Artfortschreibung von Mietwohngrundstück auf Einfamilienhaus

Wolfgang Freilinger

Das Bewertungsgesetz 1955 teilt in § 54 die bebauten Grundstücke in folgende Grundstückshauptgruppen ein: Mietwohngrundstücke, Geschäftsgrundstücke, gemischt genutzte Grundstücke, Einfamilienhäuser und sonstige bebaute Grundstücke. Diese Unterscheidung ist insoweit von Bedeutung, als die Berechnung des Gebäudewerts bei Mietwohngrundstücken und gemischt genutzten Grundstücken auf Basis der nutzbaren Fläche des Gebäudes oder des Gebäudeteils erfolgt (§ 53 Abs. 5 BewG 1955).

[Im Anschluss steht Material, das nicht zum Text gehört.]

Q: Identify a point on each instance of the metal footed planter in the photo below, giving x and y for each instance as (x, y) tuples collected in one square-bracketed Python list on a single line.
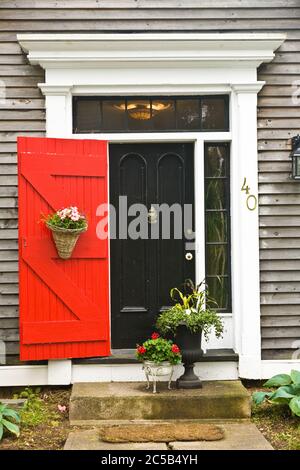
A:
[(190, 347), (65, 239), (154, 370)]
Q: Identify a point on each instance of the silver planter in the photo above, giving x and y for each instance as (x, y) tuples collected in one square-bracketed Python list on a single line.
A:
[(154, 370)]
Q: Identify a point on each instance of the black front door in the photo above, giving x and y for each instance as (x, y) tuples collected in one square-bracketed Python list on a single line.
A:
[(144, 269)]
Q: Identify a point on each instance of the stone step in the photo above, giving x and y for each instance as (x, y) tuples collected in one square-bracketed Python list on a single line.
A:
[(217, 400), (237, 436)]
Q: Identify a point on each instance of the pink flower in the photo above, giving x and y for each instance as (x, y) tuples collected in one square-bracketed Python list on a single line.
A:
[(62, 408), (155, 335)]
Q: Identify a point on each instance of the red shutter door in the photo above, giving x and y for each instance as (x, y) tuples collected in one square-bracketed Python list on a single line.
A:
[(64, 304)]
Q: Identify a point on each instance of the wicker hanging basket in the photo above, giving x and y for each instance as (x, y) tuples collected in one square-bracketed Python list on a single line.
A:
[(65, 239)]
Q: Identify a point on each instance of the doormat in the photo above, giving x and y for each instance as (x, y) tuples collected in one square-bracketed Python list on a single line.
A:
[(161, 432)]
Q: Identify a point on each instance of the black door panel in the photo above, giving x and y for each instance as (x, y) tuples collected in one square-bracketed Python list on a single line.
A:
[(144, 270)]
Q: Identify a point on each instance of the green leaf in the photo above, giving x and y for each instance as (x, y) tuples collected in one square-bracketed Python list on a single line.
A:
[(12, 413), (295, 406), (278, 380), (258, 397), (13, 428), (282, 395), (295, 376)]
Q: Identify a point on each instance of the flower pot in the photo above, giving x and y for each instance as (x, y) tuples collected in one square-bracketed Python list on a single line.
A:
[(157, 369), (190, 346), (65, 239)]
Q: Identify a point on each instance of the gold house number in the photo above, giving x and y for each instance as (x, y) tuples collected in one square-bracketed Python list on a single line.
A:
[(251, 200)]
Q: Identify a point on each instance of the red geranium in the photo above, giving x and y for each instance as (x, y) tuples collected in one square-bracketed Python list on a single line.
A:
[(155, 335), (141, 350)]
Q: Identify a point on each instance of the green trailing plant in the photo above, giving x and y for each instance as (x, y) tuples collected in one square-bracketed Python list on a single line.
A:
[(158, 350), (67, 218), (9, 420), (287, 391), (193, 308)]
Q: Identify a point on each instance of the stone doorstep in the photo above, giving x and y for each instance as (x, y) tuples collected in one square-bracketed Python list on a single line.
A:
[(220, 400), (238, 436)]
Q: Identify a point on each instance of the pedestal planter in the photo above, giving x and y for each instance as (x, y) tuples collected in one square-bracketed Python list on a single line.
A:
[(190, 346), (155, 370), (65, 239)]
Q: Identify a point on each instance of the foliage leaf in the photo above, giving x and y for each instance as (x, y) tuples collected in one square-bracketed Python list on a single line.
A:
[(278, 380), (295, 376), (295, 406), (13, 428)]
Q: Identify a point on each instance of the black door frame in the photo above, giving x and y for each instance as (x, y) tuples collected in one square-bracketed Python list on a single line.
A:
[(163, 140)]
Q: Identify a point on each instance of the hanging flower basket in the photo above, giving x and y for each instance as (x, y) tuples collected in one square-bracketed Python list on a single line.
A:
[(66, 226)]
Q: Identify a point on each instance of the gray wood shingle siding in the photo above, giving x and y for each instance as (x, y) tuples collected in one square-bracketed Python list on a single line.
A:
[(22, 112)]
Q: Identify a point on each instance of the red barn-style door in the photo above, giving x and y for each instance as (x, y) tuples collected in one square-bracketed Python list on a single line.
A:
[(64, 304)]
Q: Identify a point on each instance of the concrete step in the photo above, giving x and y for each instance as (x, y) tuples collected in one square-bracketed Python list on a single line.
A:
[(237, 436), (218, 400)]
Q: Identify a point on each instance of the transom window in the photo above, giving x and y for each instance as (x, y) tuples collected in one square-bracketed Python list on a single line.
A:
[(150, 114)]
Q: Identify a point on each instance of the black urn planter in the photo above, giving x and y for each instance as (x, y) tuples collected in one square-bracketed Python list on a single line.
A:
[(190, 346)]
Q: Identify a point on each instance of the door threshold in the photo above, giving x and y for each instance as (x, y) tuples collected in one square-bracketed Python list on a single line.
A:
[(127, 356)]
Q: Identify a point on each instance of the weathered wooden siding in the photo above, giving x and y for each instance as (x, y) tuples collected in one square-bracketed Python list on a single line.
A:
[(22, 112)]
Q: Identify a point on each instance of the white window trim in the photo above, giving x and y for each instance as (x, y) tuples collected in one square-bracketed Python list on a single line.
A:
[(165, 64)]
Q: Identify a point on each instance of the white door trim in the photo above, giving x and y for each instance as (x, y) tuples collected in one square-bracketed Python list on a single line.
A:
[(166, 64)]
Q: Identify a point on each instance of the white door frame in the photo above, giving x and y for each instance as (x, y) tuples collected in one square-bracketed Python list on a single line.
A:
[(176, 64)]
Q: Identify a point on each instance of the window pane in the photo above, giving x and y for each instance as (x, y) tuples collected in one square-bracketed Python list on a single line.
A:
[(218, 288), (215, 194), (188, 114), (215, 161), (163, 112), (216, 260), (214, 113), (139, 115), (88, 116), (216, 227), (114, 114)]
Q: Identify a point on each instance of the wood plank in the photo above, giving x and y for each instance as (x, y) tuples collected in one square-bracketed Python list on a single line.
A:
[(11, 277), (280, 210), (280, 265), (22, 115), (283, 188), (115, 25), (280, 321), (21, 126), (282, 112), (116, 13), (280, 221), (281, 332), (282, 243), (279, 343), (277, 134), (282, 254), (272, 287), (279, 276), (274, 310), (8, 191), (26, 103), (278, 123), (279, 232), (8, 201), (217, 4), (21, 70)]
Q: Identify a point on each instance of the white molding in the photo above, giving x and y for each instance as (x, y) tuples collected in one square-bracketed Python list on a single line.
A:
[(164, 64), (93, 50)]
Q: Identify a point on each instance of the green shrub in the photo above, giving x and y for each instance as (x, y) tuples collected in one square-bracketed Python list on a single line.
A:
[(8, 420), (287, 391)]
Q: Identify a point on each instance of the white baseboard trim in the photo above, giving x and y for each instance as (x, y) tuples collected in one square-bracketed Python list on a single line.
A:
[(63, 374)]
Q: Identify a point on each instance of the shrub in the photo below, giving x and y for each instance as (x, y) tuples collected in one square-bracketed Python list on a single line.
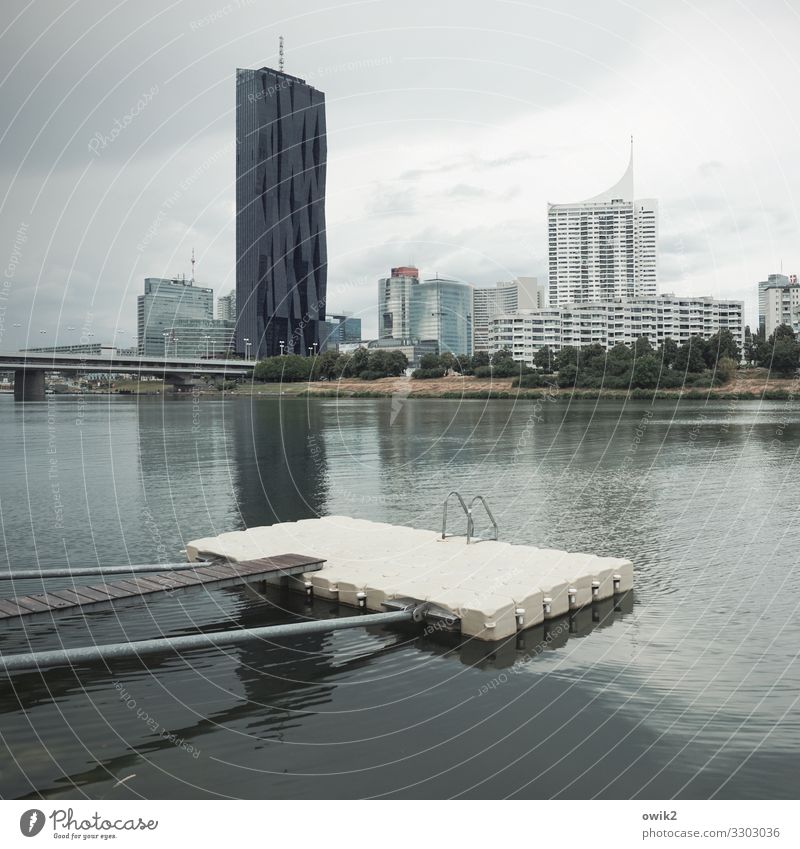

Bei den anderen Grundstückshauptgruppen erfolgt die Berechnung grundsätzlich auf Basis des umbauten Raumes des Gebäudes oder des Gebäudeteils (§ 53 Abs. 3 BewG 1955). In der Anlage zu § 53a BewG sind die bei der Berechnung des Gebäudewerts zu unterstellenden Durchschnittspreise festgelegt. Je nach Bauklasse sind dort die Preise entweder je Kubikmeter umbauten Raumes oder je Quadratmeter nutzbarer Fläche festgestellt.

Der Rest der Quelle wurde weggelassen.